Steven Knight dampft die Handlung auf wenige Weihnachtstage auf Schloss Sandringham ein. Es gibt überwiegend Innenaufnahmen. Prunkvolle Räume, meist in Deutschland gedreht. Die Tage der königlichen Familie sind bestimmt von strengem Protokoll, über das Gregory pedantisch wacht.
Die einzige menschlich ansprechbare Seele für Diana ist ihre Gouvernante Maggie (Sally Hawkins). Die bilden ein herzliches Duo, was in der kalten Atmosphäre Wärme verbreitet. Aber auch das soll nicht sein. Maggie wird aus dem Schloss wegbeordert.

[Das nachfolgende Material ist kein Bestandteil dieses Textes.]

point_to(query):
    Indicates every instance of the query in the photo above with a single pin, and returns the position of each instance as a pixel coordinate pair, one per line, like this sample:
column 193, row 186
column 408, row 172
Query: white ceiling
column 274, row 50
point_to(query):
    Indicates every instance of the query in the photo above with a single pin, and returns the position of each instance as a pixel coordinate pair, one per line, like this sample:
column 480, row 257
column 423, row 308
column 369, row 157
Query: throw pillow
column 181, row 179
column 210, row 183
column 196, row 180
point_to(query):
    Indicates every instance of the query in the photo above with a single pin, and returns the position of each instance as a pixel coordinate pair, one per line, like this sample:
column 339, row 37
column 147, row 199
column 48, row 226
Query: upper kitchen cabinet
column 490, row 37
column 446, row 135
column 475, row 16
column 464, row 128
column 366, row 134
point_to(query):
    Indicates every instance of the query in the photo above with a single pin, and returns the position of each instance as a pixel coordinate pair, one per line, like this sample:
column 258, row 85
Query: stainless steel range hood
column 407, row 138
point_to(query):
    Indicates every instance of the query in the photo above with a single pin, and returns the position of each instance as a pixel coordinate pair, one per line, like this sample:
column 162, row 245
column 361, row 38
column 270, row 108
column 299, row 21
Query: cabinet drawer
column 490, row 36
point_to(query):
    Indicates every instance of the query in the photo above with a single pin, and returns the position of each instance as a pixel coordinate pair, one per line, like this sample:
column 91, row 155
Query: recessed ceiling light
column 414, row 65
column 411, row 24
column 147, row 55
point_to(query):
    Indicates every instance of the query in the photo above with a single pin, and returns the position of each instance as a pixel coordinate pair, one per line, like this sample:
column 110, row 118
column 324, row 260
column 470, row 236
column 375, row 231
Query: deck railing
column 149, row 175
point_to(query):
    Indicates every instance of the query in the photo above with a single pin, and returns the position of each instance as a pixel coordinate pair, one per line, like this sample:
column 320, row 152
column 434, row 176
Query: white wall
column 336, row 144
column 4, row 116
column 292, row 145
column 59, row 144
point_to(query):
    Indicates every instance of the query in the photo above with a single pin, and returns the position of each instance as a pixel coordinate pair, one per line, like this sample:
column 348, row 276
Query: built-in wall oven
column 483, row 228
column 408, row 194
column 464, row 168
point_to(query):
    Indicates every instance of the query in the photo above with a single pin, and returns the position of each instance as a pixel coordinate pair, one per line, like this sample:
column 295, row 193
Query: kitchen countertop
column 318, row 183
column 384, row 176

Diana eckt dadurch nur noch mehr an. Sie zieht nicht an, was ihr vorgeschrieben ist, sie will sich selber anziehen, braucht keine Hilfe dazu, sie kommt zu spät, sie reißt sich die Perlenkette vom Hals, weil Charles diese schon Camilla geschenkt hatte.
Subtil und in Details entwirft der Film den eisig-eisernen Käfig, in dem Diana gefangen ist. Sie will ausbüxen, sie will das Gut nebenan besuchen, in dem sie aufgewachsen ist. Sie dreht fast durch, verletzt sich selbst. Fürs Familienfoto zieht sie ein unpassendes Kleid an.
Der Film schafft es, diese klaustrophobische königliche Atmosphäre über den Kinosaal auszubreiten. Insofern ist es kein befreiendes Kino. Und es ist mehr als nur Klatschspaltenkino, dadurch, dass es das Märchenhafte des königlichen Daseins hart konterkariert mit der Vogelscheuche, die er für den Zuschauer anfangs des Filmes etabliert. Und so Folie ist für die Sicht der königlichen Familie auf das ungeliebte Familienmitglied, das doch dem Hof zwei wunderbare Knaben geschenkt hat, Harry (Freddie Spry) und William (Jack Nielen), die noch in sorglosem Vor- oder Frühpubertätsalter sind.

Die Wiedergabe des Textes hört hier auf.